Il y a quarante ans que, poussé par ma curiosité précoce pour les faits humains, et particulièrement pour les matières sociologiques étant alors une grande nouveauté où j’étudiais, je me suis penché, sans le préméditer ni le sentir, sur l’observation des problèmes sociaux de ma patrie. À peine revenu de mes années universitaires à l’étranger, je me suis mis à scruter la vie cubaine et immédiatement m’est venu le Noir. Il était naturel qu’il en soit ainsi. Sans le Noir, Cuba ne serait pas Cuba. Il ne pouvait pas être ignoré. Il était nécessaire d’étudier ce facteur intégrant de Cuba ; car personne ne l’avait étudié et il paraissait même que personne ne voulait l’étudier.
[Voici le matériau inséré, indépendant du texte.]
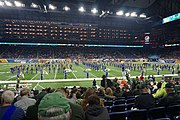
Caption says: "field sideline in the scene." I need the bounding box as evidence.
[0,63,177,88]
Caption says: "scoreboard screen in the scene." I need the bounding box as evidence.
[162,13,180,24]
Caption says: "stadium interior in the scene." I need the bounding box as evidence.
[0,0,180,120]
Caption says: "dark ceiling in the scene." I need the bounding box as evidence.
[8,0,180,18]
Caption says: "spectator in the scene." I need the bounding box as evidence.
[85,95,110,120]
[80,88,96,111]
[105,87,116,99]
[158,83,180,107]
[0,90,25,120]
[56,88,85,120]
[122,84,133,98]
[38,92,72,120]
[135,85,155,109]
[26,91,46,120]
[101,75,112,88]
[14,88,36,113]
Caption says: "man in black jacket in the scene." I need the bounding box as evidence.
[135,85,155,109]
[101,75,112,88]
[158,83,180,107]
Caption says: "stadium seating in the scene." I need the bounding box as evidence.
[127,109,148,120]
[109,112,127,120]
[148,107,166,120]
[167,105,180,119]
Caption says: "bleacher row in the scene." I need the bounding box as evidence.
[104,96,180,120]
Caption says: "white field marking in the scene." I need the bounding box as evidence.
[0,66,10,70]
[79,66,98,78]
[31,73,39,80]
[0,72,10,74]
[7,75,16,80]
[54,66,58,80]
[0,74,178,84]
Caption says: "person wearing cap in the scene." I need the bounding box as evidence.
[85,95,110,120]
[38,92,72,120]
[101,75,112,88]
[134,84,155,109]
[158,83,180,107]
[38,88,85,120]
[14,88,36,113]
[153,76,172,99]
[0,90,25,120]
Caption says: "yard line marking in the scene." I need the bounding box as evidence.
[7,75,16,80]
[72,71,77,79]
[31,73,39,80]
[54,66,58,80]
[79,66,98,78]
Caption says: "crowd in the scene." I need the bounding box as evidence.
[0,46,179,59]
[0,71,180,120]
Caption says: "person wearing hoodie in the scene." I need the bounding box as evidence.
[85,95,110,120]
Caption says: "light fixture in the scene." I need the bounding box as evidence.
[125,13,130,17]
[131,12,137,17]
[0,1,4,6]
[31,3,38,8]
[14,1,25,7]
[5,1,12,7]
[116,11,124,16]
[63,6,70,11]
[139,14,146,18]
[91,8,98,14]
[79,7,85,12]
[49,4,57,10]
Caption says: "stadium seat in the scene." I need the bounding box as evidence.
[109,112,127,120]
[114,99,126,105]
[116,97,125,100]
[148,107,166,120]
[126,103,134,110]
[126,98,135,104]
[111,104,126,112]
[167,105,180,119]
[174,115,180,120]
[127,109,148,120]
[104,101,113,106]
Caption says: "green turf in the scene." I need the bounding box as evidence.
[0,63,179,88]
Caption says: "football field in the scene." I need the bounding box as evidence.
[0,63,177,87]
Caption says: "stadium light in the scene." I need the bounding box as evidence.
[63,6,70,11]
[131,12,137,17]
[116,11,124,16]
[49,4,57,10]
[79,7,85,12]
[4,1,12,7]
[139,14,146,18]
[0,1,4,6]
[14,1,25,7]
[91,8,98,14]
[31,3,38,8]
[125,13,130,17]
Pour certains, cela ne valait pas la peine ; pour d’autres, c’était très enclin aux conflits et aux aversions ; pour d’autres c’était d’évoquer des fautes non confessées et punir la conscience ; de plus, l’étude du Noir était une tâche laborieuse, propice aux moqueries et ne donnant pas d’argent.
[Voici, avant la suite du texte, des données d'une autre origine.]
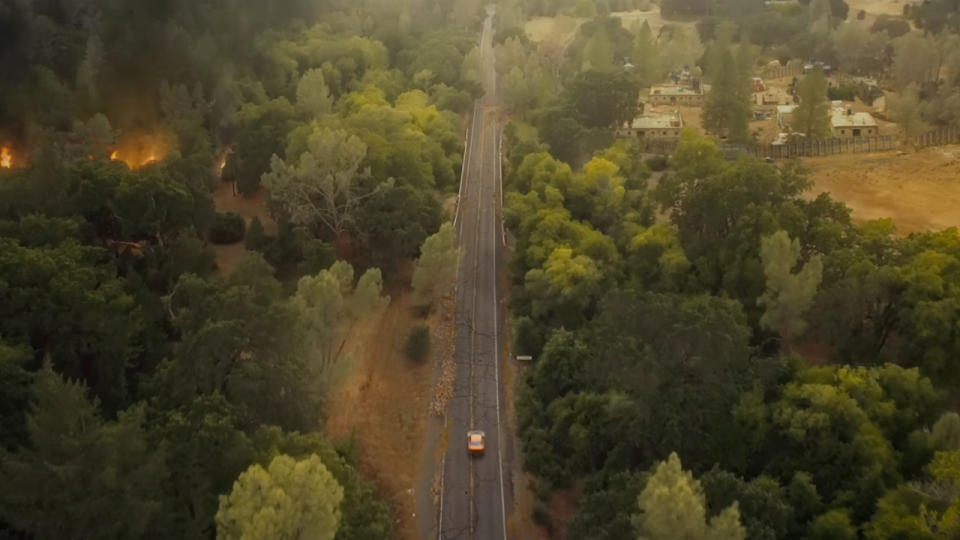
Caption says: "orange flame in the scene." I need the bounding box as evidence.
[110,132,173,169]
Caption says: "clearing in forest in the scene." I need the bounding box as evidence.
[210,182,277,275]
[804,145,960,235]
[325,290,445,540]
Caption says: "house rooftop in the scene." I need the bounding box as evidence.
[650,84,700,96]
[830,111,877,127]
[628,111,683,129]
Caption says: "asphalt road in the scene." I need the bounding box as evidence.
[438,9,512,540]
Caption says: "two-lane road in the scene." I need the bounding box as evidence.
[438,7,511,540]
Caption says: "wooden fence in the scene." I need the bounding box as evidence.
[913,127,960,148]
[639,127,960,159]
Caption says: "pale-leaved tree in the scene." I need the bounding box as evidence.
[757,231,823,344]
[633,452,747,540]
[217,454,343,540]
[262,129,386,237]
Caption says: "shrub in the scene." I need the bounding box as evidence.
[210,212,247,244]
[533,501,553,534]
[645,156,667,172]
[403,324,430,362]
[243,217,270,251]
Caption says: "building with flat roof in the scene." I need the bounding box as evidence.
[777,105,797,129]
[830,108,880,138]
[617,111,683,140]
[647,84,705,107]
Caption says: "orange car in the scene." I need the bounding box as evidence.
[467,430,486,454]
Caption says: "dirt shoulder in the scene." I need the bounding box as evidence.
[325,291,450,540]
[804,145,960,235]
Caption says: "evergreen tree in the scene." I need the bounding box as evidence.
[634,453,747,540]
[217,455,343,540]
[793,68,830,138]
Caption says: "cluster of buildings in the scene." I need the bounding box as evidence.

Il y avait une abondante littérature sur l’esclavage et sur son abolition et de nombreuses polémiques autour de ce thème tragique, mais imprégnée de haines, de mythes, de politiques, de calculs et de romanticismes ; il y avait aussi quelques écrits d’éloge au sujet d’Aponte,[1] de Manzano,[2] de Plácido,[3] de Maceo [4] et d’autres hommes de couleur qui avaient obtenu un grand relief national dans les lettres ou dans les luttes pour la liberté ; mais sur le Noir comme être humain, sur son esprit, son histoire, ses ancêtres, ses langages, ses arts, ses valeurs positives et leurs possibilités sociales… rien. Même parler du Noir en public était quelque chose de dangereux, on pouvait seulement le faire à la dérobée et confidentiellement, comme parler de la syphilis ou d’un honteux péché de famille. Il semblait même que le Noir, et spécialement le Mulâtre, voulaient s’oublier de lui-même et renier sa race, pour ne pas se rappeler de ses martyres et de ses frustrations, comme le fait parfois le lépreux quand il cache le malheur de ses souffrances à tous. Mais poussé par mes penchants, je me suis réaffirmé dans mon but et je me suis mis à étudier immédiatement ce qui, dans mes premiers pas dans la sombre forêt, m’a alors paru le plus caractéristique de l’élément de couleur de Cuba : le mystère des sociétés secrètes d’origine africaine qui survivent sur notre terre.
Tout le monde parlait d’un tel sujet mais, á la rigueur, personne ne connaissait la vérité. L’affaire se présentait ténébreuse, entourée de fables macabres et de terribles récits sanglants, lesquels éveillaient encore plus mon intérêt. J’ai même écrit à un ami éditeur pour lui offrir l’original d’un livre que j’allais écrire en un an ; mais quarante ans ont passé et ce livre n’est encore pas écrit.[5] J’ai commencé à faire des recherches, mais j’ai compris peu à peu, comme tous les cubains, que je m’étais mépris. Ce n’était pas seulement le très curieux phénomène d’une maçonnerie noire que je rencontrais, mais un très complexe enchevêtrement des survies religieuses de différentes cultures éloignées et avec elles les très variées lignées, langues, musiques, instruments, danses, chants, traditions, légendes, arts, jeux et philosophies folkloriques. C’est-à-dire toute l’immensité des différentes cultures africaines ayant été apportées à Cuba, méconnues par les hommes de science. Et ici, toutes se présentaient entremêlées pour avoir été transplantées d’un côté à l’autre de l’Atlantique, non pas avec des replantages systématiques mais avec une transplantation chaotique, comme si durant quatre siècles la piraterie négrière avait consumé et détruit les montagnes de l’humanité noire et avait fait apparaître, embrouillées et confuses sur les terres de Cuba, d’innombrables branches, racines, fleurs et semences extraites de toutes les forêts de l’Afrique.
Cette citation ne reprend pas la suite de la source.